仏ヶ浜(読み)ほとけがはま

日本歴史地名大系 「仏ヶ浜」の解説

仏ヶ浜
ほとけがはま

[現在地名]日立市田尻町 度志前

多賀山地丘陵南崖縁に位置し、西側を国鉄常磐線が、東を国道六号が通る。「常陸国風土記」の多珂たか郡の項に「国宰、川原宿禰黒麻呂の時、大海の辺の石壁に、観世音菩薩のみ像を彫り造りき。今に存り。因りて仏の浜と号く」と記される仏の浜の地とされる。しかし大田尻おおたじり海岸より西方一キロ余を隔てることから、その比定については大田尻とする異説もあるため、度志前どしまえを含め大田尻辺り一帯の地を仏ヶ浜となすとして県史跡に指定された。

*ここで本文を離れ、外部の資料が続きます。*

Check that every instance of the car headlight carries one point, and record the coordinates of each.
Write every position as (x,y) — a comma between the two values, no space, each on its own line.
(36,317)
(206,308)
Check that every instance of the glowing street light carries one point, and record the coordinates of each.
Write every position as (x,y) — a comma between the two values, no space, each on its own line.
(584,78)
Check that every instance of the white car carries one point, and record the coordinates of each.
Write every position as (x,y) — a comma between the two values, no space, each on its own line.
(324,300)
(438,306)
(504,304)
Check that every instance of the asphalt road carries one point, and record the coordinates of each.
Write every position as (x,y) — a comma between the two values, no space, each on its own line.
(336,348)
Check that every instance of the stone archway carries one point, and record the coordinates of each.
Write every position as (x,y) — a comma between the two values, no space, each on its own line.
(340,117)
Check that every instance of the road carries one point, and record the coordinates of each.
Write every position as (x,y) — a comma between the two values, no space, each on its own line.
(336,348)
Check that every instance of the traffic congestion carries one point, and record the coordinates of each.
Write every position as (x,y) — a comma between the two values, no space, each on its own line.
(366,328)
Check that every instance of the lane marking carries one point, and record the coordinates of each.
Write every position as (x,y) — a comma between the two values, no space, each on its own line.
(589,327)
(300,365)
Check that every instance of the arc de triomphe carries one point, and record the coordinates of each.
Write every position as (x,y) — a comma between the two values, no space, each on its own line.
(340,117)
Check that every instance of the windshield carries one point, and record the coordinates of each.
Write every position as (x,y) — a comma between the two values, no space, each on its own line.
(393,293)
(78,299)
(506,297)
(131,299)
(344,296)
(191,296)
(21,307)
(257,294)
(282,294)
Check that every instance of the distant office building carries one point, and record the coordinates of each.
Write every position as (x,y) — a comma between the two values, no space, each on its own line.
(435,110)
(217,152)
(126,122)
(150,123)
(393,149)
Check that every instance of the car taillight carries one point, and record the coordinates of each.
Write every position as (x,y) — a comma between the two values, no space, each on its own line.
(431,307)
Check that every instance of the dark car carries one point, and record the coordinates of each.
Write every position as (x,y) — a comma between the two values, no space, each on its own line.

崖壁面に彫られた正観音像を本尊として観音堂が建立され、文明二年(一四七〇)南極寿星がこの堂に参籠、霊夢により宮田みやた杉室すぎむろの地に草庵を結び、山直やまなお(現多賀郡十王町)城主小野崎朝通の喜捨により大雄だいゆう院を開基したといわれ、また小野崎通長がこの堂に持仏を安置したとも伝える。